Superpower 3.2.2-dev-00214

Superpower NuGet Version

A parser combinator library based on Sprache. Superpower generates friendlier error messages through its support for token-driven parsers.

Logo

What is Superpower?

The job of a parser is to take a sequence of characters as input, and produce a data structure that's easier for a program to analyze, manipulate, or transform. From this point of view, a parser is just a function from string to T - where T might be anything from a simple number, a list of fields in a data format, or the abstract syntax tree of some kind of programming language.

Just like other kinds of functions, parsers can be built by hand, from scratch. This is-or-isn't a lot of fun, depending on the complexity of the parser you need to build (and how you plan to spend your next few dozen nights and weekends).

Superpower is a library for writing parsers in a declarative style that mirrors the structure of the target grammar. Parsers built with Superpower are fast, robust, and report precise and informative errors when invalid input is encountered.

Usage

Superpower is embedded directly into your C# program, without the need for any additional tools or build-time code generation tasks.

dotnet add package Superpower

The simplest text parsers consume characters directly from the source text:

// Parse any number of capital 'A's in a row
var parseA = Character.EqualTo('A').AtLeastOnce();

The Character.EqualTo() method is a built-in parser.

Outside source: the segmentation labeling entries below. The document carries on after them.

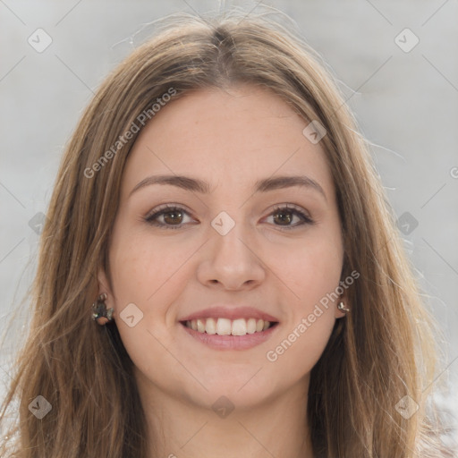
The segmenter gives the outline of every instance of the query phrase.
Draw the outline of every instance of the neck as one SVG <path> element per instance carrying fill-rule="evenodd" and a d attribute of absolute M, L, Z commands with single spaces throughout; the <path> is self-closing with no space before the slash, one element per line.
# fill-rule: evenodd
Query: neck
<path fill-rule="evenodd" d="M 199 405 L 137 377 L 147 418 L 148 457 L 312 458 L 307 424 L 308 380 L 262 405 L 233 405 L 221 396 Z M 214 410 L 215 409 L 215 410 Z"/>

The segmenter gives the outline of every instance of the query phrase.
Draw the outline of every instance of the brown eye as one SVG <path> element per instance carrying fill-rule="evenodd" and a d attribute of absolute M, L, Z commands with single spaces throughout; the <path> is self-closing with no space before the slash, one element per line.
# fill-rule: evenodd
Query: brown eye
<path fill-rule="evenodd" d="M 188 221 L 185 221 L 188 218 Z M 191 219 L 188 212 L 180 207 L 166 206 L 146 216 L 145 221 L 159 228 L 180 229 Z"/>
<path fill-rule="evenodd" d="M 164 221 L 167 225 L 179 225 L 182 220 L 182 213 L 180 210 L 172 210 L 169 212 L 165 212 L 164 214 Z"/>
<path fill-rule="evenodd" d="M 304 225 L 313 225 L 314 221 L 303 211 L 293 207 L 277 207 L 270 214 L 274 225 L 280 226 L 283 229 L 295 229 Z M 296 222 L 294 222 L 296 221 Z"/>
<path fill-rule="evenodd" d="M 280 225 L 287 225 L 293 221 L 291 211 L 277 211 L 274 214 L 274 221 L 279 223 Z"/>

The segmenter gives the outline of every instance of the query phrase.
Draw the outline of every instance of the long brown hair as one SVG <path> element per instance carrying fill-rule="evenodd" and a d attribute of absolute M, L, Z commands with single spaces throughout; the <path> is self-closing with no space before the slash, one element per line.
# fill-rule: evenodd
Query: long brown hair
<path fill-rule="evenodd" d="M 49 204 L 30 332 L 4 404 L 4 414 L 20 403 L 10 434 L 16 451 L 9 456 L 146 457 L 132 362 L 115 325 L 100 328 L 90 319 L 98 269 L 109 278 L 123 170 L 139 135 L 132 123 L 141 128 L 145 113 L 154 123 L 153 104 L 171 89 L 178 98 L 238 83 L 272 90 L 325 127 L 321 145 L 344 242 L 342 276 L 360 273 L 347 291 L 352 312 L 337 320 L 311 373 L 315 456 L 415 456 L 425 434 L 422 391 L 432 381 L 435 345 L 368 144 L 317 53 L 274 21 L 233 13 L 172 17 L 106 78 L 80 120 Z M 29 409 L 38 395 L 52 406 L 42 420 Z M 409 419 L 396 410 L 404 396 L 420 406 Z"/>

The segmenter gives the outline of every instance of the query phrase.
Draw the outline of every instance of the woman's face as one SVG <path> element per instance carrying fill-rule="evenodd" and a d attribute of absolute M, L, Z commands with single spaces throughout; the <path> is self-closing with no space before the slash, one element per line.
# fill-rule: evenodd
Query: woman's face
<path fill-rule="evenodd" d="M 307 125 L 277 96 L 238 86 L 173 101 L 140 133 L 110 243 L 113 290 L 99 279 L 141 389 L 242 408 L 307 388 L 342 316 L 323 299 L 344 254 Z"/>

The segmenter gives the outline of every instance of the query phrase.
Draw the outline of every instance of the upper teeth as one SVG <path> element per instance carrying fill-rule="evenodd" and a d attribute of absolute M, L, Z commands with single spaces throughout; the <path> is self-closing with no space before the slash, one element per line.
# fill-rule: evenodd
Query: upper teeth
<path fill-rule="evenodd" d="M 218 335 L 245 335 L 265 331 L 270 327 L 270 321 L 256 318 L 202 318 L 186 321 L 186 327 L 199 333 L 217 334 Z"/>

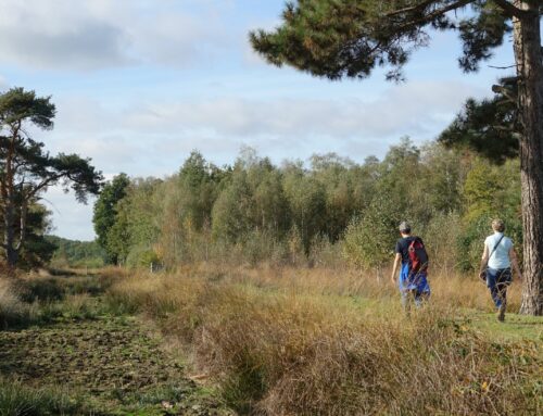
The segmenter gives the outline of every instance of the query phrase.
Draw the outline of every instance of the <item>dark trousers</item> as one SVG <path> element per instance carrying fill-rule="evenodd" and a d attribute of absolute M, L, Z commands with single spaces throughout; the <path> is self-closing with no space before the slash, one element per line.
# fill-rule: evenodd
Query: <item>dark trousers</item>
<path fill-rule="evenodd" d="M 487 286 L 494 305 L 500 308 L 507 304 L 507 287 L 512 282 L 510 268 L 501 268 L 497 270 L 489 269 L 487 273 Z"/>

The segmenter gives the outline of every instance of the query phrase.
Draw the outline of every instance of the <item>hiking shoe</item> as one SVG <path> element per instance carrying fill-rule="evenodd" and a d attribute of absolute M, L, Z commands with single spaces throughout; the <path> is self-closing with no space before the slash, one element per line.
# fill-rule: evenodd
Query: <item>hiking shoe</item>
<path fill-rule="evenodd" d="M 505 320 L 505 305 L 500 306 L 497 310 L 497 320 L 503 323 Z"/>

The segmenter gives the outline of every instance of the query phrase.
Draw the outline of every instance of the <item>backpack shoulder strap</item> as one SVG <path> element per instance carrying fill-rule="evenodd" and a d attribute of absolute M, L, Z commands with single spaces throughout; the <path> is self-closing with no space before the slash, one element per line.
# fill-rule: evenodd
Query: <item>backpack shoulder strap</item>
<path fill-rule="evenodd" d="M 492 251 L 490 252 L 489 260 L 490 260 L 490 257 L 492 257 L 492 254 L 494 254 L 494 252 L 496 251 L 497 247 L 500 245 L 500 243 L 502 242 L 502 240 L 503 240 L 503 238 L 504 238 L 504 237 L 505 237 L 505 236 L 504 236 L 504 235 L 502 235 L 502 237 L 500 237 L 500 240 L 497 240 L 497 242 L 494 244 L 494 248 L 493 248 L 493 249 L 492 249 Z"/>

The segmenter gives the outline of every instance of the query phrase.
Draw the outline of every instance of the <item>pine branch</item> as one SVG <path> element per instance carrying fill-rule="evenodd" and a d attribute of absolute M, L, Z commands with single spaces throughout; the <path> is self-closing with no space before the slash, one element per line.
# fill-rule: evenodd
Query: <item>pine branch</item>
<path fill-rule="evenodd" d="M 500 9 L 502 9 L 510 17 L 522 18 L 530 13 L 509 3 L 507 0 L 492 0 Z"/>
<path fill-rule="evenodd" d="M 387 17 L 392 17 L 392 16 L 395 16 L 396 14 L 418 12 L 420 10 L 424 10 L 426 7 L 430 5 L 433 2 L 435 2 L 435 0 L 424 1 L 424 2 L 421 2 L 419 4 L 412 5 L 411 8 L 404 8 L 404 9 L 401 9 L 401 10 L 394 10 L 393 12 L 384 13 L 384 15 Z"/>
<path fill-rule="evenodd" d="M 438 18 L 439 16 L 442 16 L 443 14 L 445 14 L 447 12 L 463 8 L 463 7 L 468 5 L 472 2 L 473 2 L 473 0 L 459 0 L 455 3 L 449 4 L 445 8 L 434 10 L 433 12 L 426 14 L 422 17 L 415 18 L 411 22 L 404 23 L 403 25 L 400 26 L 400 29 L 403 30 L 403 29 L 406 29 L 408 27 L 413 27 L 415 25 L 418 25 L 420 23 L 429 23 L 429 22 L 433 21 L 434 18 Z"/>

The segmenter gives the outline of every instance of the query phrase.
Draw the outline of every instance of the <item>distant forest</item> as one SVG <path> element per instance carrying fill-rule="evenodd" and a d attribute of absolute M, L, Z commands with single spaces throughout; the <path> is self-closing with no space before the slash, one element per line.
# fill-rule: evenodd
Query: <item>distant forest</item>
<path fill-rule="evenodd" d="M 355 265 L 392 259 L 397 224 L 411 222 L 433 265 L 479 264 L 501 217 L 521 253 L 519 161 L 492 164 L 468 149 L 408 138 L 382 160 L 334 153 L 275 165 L 252 149 L 216 166 L 193 151 L 166 178 L 116 176 L 94 205 L 108 263 L 168 268 L 201 262 Z M 96 251 L 98 253 L 98 250 Z"/>
<path fill-rule="evenodd" d="M 56 247 L 51 265 L 56 267 L 102 267 L 105 251 L 96 241 L 68 240 L 56 236 L 46 236 L 46 240 Z"/>

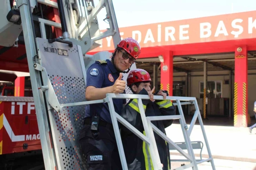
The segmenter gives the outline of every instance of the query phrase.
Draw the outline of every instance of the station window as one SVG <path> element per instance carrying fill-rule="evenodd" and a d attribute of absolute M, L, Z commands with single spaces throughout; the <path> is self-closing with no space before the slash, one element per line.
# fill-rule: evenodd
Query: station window
<path fill-rule="evenodd" d="M 211 81 L 207 82 L 207 90 L 206 97 L 208 98 L 221 98 L 222 97 L 222 82 Z M 203 98 L 203 82 L 200 82 L 199 95 L 200 99 Z"/>

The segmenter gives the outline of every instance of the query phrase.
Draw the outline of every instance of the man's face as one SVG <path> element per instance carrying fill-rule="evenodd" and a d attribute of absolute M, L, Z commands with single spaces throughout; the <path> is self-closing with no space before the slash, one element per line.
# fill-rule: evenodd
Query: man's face
<path fill-rule="evenodd" d="M 151 90 L 150 88 L 150 83 L 141 83 L 139 85 L 138 87 L 137 87 L 135 85 L 133 85 L 132 88 L 133 89 L 133 90 L 135 94 L 138 94 L 140 93 L 140 92 L 141 91 L 142 89 L 145 89 L 147 92 L 150 92 Z"/>
<path fill-rule="evenodd" d="M 121 49 L 118 50 L 116 53 L 116 56 L 114 58 L 114 64 L 120 71 L 123 71 L 129 68 L 133 61 L 133 57 L 126 53 L 124 50 Z"/>

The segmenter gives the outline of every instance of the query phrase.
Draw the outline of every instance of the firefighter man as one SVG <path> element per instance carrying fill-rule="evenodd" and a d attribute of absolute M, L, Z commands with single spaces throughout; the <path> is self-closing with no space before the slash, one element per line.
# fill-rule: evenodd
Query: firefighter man
<path fill-rule="evenodd" d="M 146 117 L 175 115 L 175 109 L 170 100 L 156 101 L 150 88 L 150 76 L 146 71 L 136 69 L 130 73 L 127 79 L 127 86 L 135 94 L 148 95 L 150 100 L 142 100 Z M 154 95 L 161 95 L 165 99 L 166 91 L 160 90 Z M 137 99 L 130 100 L 122 109 L 120 115 L 141 132 L 145 134 L 139 109 Z M 173 120 L 152 121 L 152 123 L 165 133 L 165 128 L 170 126 Z M 170 168 L 169 146 L 165 141 L 154 132 L 157 149 L 163 170 Z M 121 127 L 121 135 L 124 150 L 129 170 L 153 169 L 147 144 L 124 126 Z"/>
<path fill-rule="evenodd" d="M 117 45 L 111 61 L 96 61 L 90 66 L 86 75 L 86 100 L 103 99 L 108 93 L 125 93 L 126 84 L 122 73 L 129 72 L 140 50 L 136 40 L 127 38 Z M 115 112 L 119 114 L 126 100 L 114 99 L 113 102 Z M 87 169 L 122 169 L 108 103 L 90 105 L 88 110 L 79 134 Z"/>

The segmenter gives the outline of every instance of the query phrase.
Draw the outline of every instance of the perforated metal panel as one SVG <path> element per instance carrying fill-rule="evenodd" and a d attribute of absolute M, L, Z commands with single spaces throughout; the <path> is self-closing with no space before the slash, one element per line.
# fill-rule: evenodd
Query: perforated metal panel
<path fill-rule="evenodd" d="M 85 101 L 86 73 L 80 47 L 71 48 L 56 42 L 49 44 L 41 38 L 37 40 L 38 60 L 45 69 L 60 104 Z M 49 111 L 59 169 L 85 169 L 85 157 L 81 155 L 78 144 L 85 107 L 64 107 L 61 113 Z"/>

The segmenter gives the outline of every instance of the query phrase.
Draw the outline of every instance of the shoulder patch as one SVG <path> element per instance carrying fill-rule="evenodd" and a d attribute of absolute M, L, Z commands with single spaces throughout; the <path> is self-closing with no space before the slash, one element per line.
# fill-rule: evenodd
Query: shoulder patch
<path fill-rule="evenodd" d="M 105 60 L 96 60 L 95 61 L 95 63 L 98 63 L 100 64 L 104 64 L 107 63 Z"/>
<path fill-rule="evenodd" d="M 90 71 L 90 74 L 93 76 L 97 76 L 98 74 L 99 71 L 97 69 L 92 69 Z"/>

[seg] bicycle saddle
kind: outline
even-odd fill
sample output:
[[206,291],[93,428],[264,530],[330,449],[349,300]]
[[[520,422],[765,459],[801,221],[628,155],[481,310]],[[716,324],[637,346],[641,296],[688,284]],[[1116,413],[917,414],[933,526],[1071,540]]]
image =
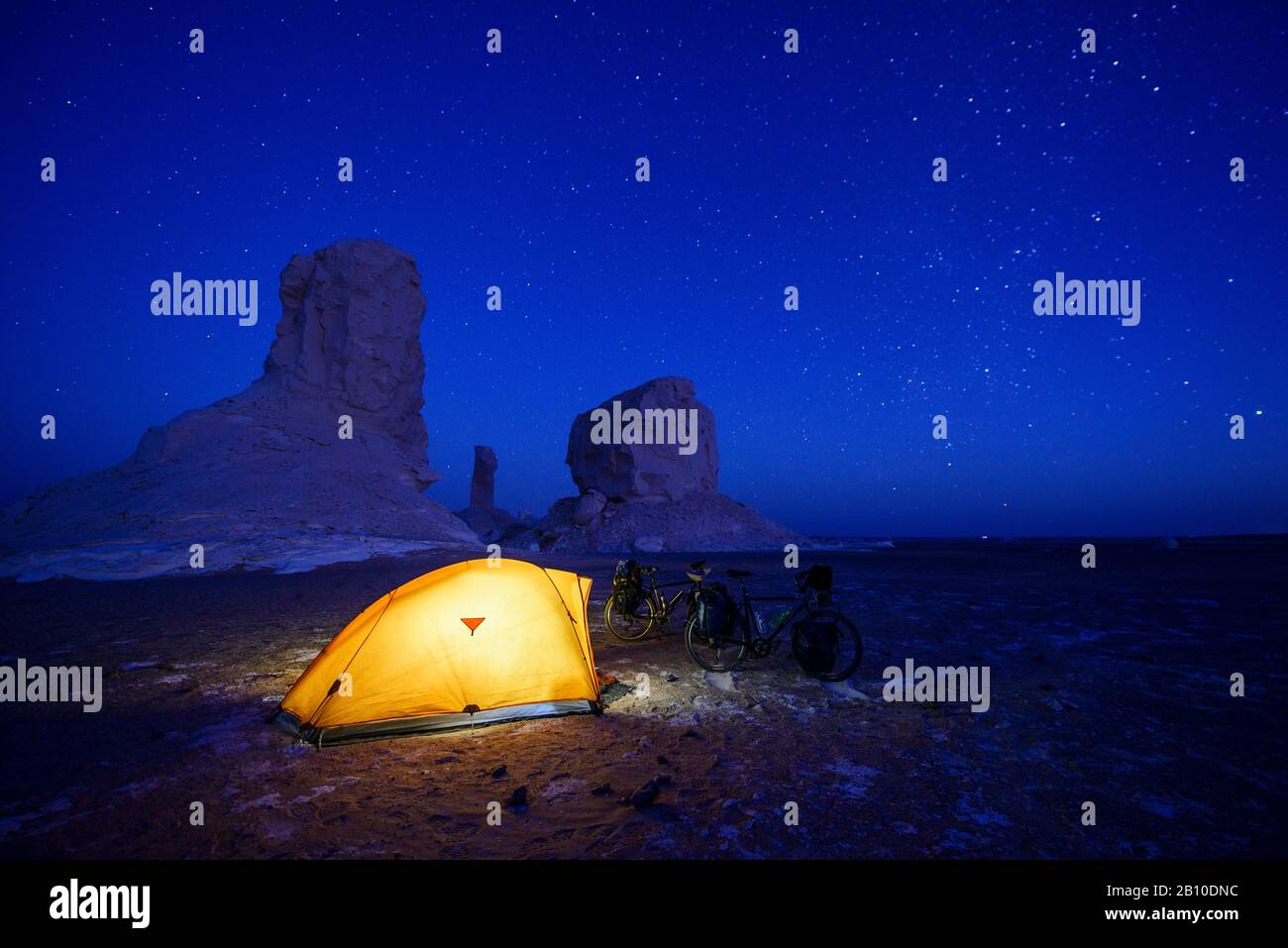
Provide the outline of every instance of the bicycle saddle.
[[689,571],[685,573],[693,582],[702,582],[707,578],[707,573],[711,572],[711,567],[707,565],[706,560],[699,559],[697,563],[689,564]]

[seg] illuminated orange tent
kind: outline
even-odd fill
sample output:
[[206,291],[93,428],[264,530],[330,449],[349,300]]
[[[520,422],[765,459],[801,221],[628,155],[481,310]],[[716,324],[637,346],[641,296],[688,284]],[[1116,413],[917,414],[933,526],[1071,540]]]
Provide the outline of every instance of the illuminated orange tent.
[[425,573],[345,626],[270,720],[321,746],[599,711],[590,582],[515,559]]

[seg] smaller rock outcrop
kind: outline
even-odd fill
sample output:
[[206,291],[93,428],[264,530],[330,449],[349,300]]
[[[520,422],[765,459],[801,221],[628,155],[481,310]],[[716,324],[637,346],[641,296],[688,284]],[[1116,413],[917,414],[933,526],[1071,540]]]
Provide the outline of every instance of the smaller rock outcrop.
[[[532,526],[532,518],[527,514],[511,517],[509,511],[496,506],[496,451],[486,444],[474,446],[470,505],[457,510],[456,515],[465,520],[484,544],[513,544]],[[527,546],[528,542],[532,541],[524,540],[520,545]]]
[[653,379],[578,415],[567,464],[582,493],[611,500],[675,501],[715,491],[716,416],[697,399],[690,380]]
[[477,510],[492,510],[496,506],[496,452],[486,444],[474,446],[470,506]]

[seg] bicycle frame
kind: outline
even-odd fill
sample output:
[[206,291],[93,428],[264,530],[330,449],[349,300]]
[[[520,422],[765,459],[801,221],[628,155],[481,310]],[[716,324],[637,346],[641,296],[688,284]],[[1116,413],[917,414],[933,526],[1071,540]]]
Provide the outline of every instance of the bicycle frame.
[[[677,611],[677,605],[680,604],[680,600],[687,599],[687,598],[692,598],[694,586],[697,586],[697,585],[698,583],[692,582],[692,581],[658,583],[657,580],[654,580],[650,576],[649,577],[649,586],[648,586],[648,595],[649,595],[649,598],[654,603],[657,603],[661,607],[662,613],[661,613],[659,618],[663,622],[667,621],[668,618],[671,618],[671,614]],[[676,591],[676,594],[674,596],[671,596],[670,599],[667,599],[666,595],[663,595],[662,590],[663,589],[668,589],[671,586],[679,586],[680,589]]]

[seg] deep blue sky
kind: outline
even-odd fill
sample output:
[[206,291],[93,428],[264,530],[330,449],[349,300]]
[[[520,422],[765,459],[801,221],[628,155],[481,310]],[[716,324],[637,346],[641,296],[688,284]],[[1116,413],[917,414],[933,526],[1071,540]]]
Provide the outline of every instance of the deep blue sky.
[[[484,443],[545,511],[578,411],[685,375],[721,489],[804,531],[1288,529],[1284,4],[469,6],[5,5],[0,500],[243,388],[290,256],[379,237],[452,507]],[[173,270],[260,323],[152,316]],[[1034,316],[1056,270],[1141,325]]]

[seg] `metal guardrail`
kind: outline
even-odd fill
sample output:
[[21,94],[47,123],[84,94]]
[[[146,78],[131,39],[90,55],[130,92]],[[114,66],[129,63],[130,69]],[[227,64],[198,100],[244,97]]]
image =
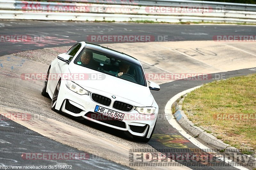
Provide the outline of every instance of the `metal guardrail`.
[[[51,0],[48,0],[51,2]],[[65,2],[76,2],[139,6],[208,6],[213,9],[225,8],[227,10],[256,11],[256,4],[181,0],[54,0]]]
[[[62,0],[62,1],[72,1],[73,2],[79,1],[81,2],[85,0]],[[94,0],[88,0],[88,1]],[[97,0],[98,2],[98,0]],[[113,4],[113,2],[111,2],[113,0],[109,0],[108,2]],[[121,0],[114,0],[116,2],[122,2]],[[134,2],[134,1],[132,1],[133,0],[129,0],[130,1],[129,2],[131,3]],[[103,0],[98,1],[102,1]],[[140,0],[140,3],[148,1],[155,2],[171,1],[176,3],[178,2],[173,0],[160,0],[157,1],[154,0]],[[189,8],[192,8],[193,7],[196,7],[198,8],[201,8],[203,9],[208,8],[210,10],[210,11],[208,10],[208,12],[206,10],[206,11],[204,11],[202,12],[198,11],[195,12],[159,12],[159,10],[157,10],[153,12],[149,12],[148,8],[149,6],[148,5],[144,6],[135,5],[134,4],[107,4],[2,0],[0,1],[0,10],[15,10],[15,11],[11,12],[10,11],[1,11],[1,12],[0,12],[0,18],[22,19],[22,17],[24,17],[24,19],[25,19],[48,20],[56,20],[56,18],[53,18],[57,17],[58,19],[57,20],[62,20],[93,21],[95,20],[114,20],[116,21],[132,21],[137,20],[173,23],[204,22],[256,23],[256,5],[250,5],[250,6],[252,8],[252,7],[254,7],[253,9],[255,10],[251,11],[235,10],[234,9],[231,11],[228,10],[225,8],[220,8],[220,8],[217,8],[217,4],[220,4],[219,3],[205,1],[193,1],[184,0],[179,1],[180,2],[179,3],[179,6],[187,7],[187,9],[189,9]],[[126,1],[124,2],[125,2]],[[183,2],[184,4],[181,3],[180,2]],[[216,8],[214,8],[212,6],[202,5],[196,6],[196,5],[191,5],[192,3],[194,4],[202,5],[198,2],[203,2],[204,4],[214,4]],[[226,4],[231,5],[232,3],[220,4],[222,5]],[[141,3],[140,4],[141,4]],[[181,5],[181,4],[182,5]],[[247,6],[248,5],[235,4],[237,6],[240,5],[239,6],[240,7],[242,6],[244,7]],[[233,4],[232,4],[235,6]],[[176,6],[178,6],[176,5]],[[155,7],[156,8],[157,7]],[[168,7],[170,7],[170,6]],[[177,8],[178,8],[179,7]],[[242,9],[241,8],[240,8],[240,9]],[[248,10],[248,8],[246,9]],[[3,12],[4,14],[2,12]],[[12,16],[10,15],[12,12],[13,13]],[[108,15],[107,14],[108,14],[113,15]],[[118,16],[115,16],[114,15]],[[17,15],[19,15],[18,17]],[[7,17],[7,16],[8,17]],[[65,17],[63,17],[64,16]],[[123,18],[122,20],[120,20],[122,17],[124,18]],[[7,18],[6,17],[9,17],[9,18]],[[38,17],[40,18],[39,18]]]

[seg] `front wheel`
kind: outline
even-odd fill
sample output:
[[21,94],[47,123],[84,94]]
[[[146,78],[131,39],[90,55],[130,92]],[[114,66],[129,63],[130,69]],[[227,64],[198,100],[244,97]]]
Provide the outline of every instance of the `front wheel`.
[[148,142],[151,139],[151,138],[152,137],[152,135],[153,135],[153,133],[154,132],[154,131],[155,131],[155,128],[156,128],[156,123],[155,124],[155,125],[154,125],[154,128],[153,128],[153,130],[152,131],[152,132],[151,133],[151,134],[150,135],[150,137],[149,137],[149,138],[147,138],[147,136],[148,136],[148,133],[147,133],[146,135],[145,135],[145,136],[144,137],[140,137],[138,136],[133,136],[133,139],[138,141],[138,142],[144,142],[146,143]]
[[46,91],[46,89],[47,88],[47,84],[48,83],[48,78],[49,77],[50,68],[50,67],[49,67],[49,69],[48,69],[48,71],[47,72],[47,74],[46,75],[46,80],[44,82],[44,86],[43,87],[42,91],[41,91],[41,94],[44,97],[48,97],[48,98],[50,98],[50,97],[49,96],[49,95],[48,94],[48,93]]

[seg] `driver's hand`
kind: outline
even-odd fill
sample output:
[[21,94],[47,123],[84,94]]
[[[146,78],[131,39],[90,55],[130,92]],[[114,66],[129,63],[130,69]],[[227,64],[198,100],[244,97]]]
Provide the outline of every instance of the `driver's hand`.
[[120,73],[118,73],[118,74],[117,74],[117,76],[118,77],[120,77],[120,76],[122,76],[123,75],[123,74],[124,74],[124,73],[123,72],[120,72]]

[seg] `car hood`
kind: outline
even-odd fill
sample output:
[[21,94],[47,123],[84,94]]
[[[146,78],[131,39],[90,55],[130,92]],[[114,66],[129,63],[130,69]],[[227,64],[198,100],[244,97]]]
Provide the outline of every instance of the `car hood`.
[[80,66],[73,65],[69,69],[71,75],[77,73],[84,74],[85,79],[88,78],[91,79],[81,80],[73,76],[76,83],[89,91],[97,93],[98,90],[102,91],[109,94],[108,95],[109,97],[115,96],[117,100],[118,97],[123,98],[137,103],[138,105],[135,106],[151,106],[154,102],[154,97],[148,87]]

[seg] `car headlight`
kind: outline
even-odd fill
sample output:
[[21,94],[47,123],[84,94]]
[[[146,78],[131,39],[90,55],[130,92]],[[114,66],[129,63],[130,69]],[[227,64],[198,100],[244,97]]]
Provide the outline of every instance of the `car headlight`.
[[69,80],[67,81],[66,86],[68,88],[79,95],[89,95],[89,91],[83,89],[73,82]]
[[136,107],[134,110],[138,111],[140,114],[152,115],[155,114],[156,109],[154,107]]

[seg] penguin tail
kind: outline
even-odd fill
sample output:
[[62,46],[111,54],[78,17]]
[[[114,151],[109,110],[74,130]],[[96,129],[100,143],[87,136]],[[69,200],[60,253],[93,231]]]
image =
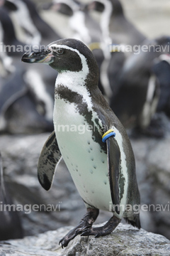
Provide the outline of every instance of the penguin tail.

The AtLeastOnce() method is a combinator, that builds a more complex parser for a sequence of 'A' characters out of the simple parser for a single 'A'.

Superpower includes a library of simple parsers and combinators from which more sophisticated parsers can be built:

TextParser<string> identifier =
    from first in Character.Letter
    from rest in Character.LetterOrDigit.Or(Character.EqualTo('_')).Many()
    select first + new string(rest);

var id = identifier.Parse("abc123");

Assert.Equal("abc123", id);

Parsers are highly modular, so smaller parsers can be built and tested independently of the larger parsers that use them.

Tokenization

Along with text parsers that consume input character-by-character, Superpower supports token parsers.

A token parser consumes elements from a list of tokens. A token is a fragment of the input text, tagged with the kind of item that fragment represents - usually specified using an enum:

public enum ArithmeticExpressionToken
{
    None,
    Number,
    Plus,

A major benefit of driving parsing from tokens, instead of individual characters, is that errors can be reported in terms of tokens - unexpected identifier `frm`, expected keyword `from` - instead of the cryptic unexpected `m`.

Token-driven parsing takes place in two distinct steps:

  1. Tokenization, using a class derived from Tokenizer<TKind>, then
  2. Parsing, using a function of type TokenListParser<TKind>.
var expression = "1 * (2 + 3)";

// 1.
var tokenizer = new ArithmeticExpressionTokenizer();
var tokenList = tokenizer.Tokenize(expression);

// 2.
var parser = ArithmeticExpressionParser.Lambda; // parser built with combinators
var expressionTree = parser.Parse(tokenList);

// Use the result
var eval = expressionTree.Compile();
Console.WriteLine(eval()); // -> 5

Assembling tokenizers with TokenizerBuilder<TKind>

The job of a tokenizer is to split the input into a list of tokens - numbers, keywords, identifiers, operators - while discarding irrelevant trivia such as whitespace or comments.

Superpower provides the TokenizerBuilder<TKind> class to quickly assemble tokenizers from recognizers, text parsers that match the various kinds of tokens required by the grammar.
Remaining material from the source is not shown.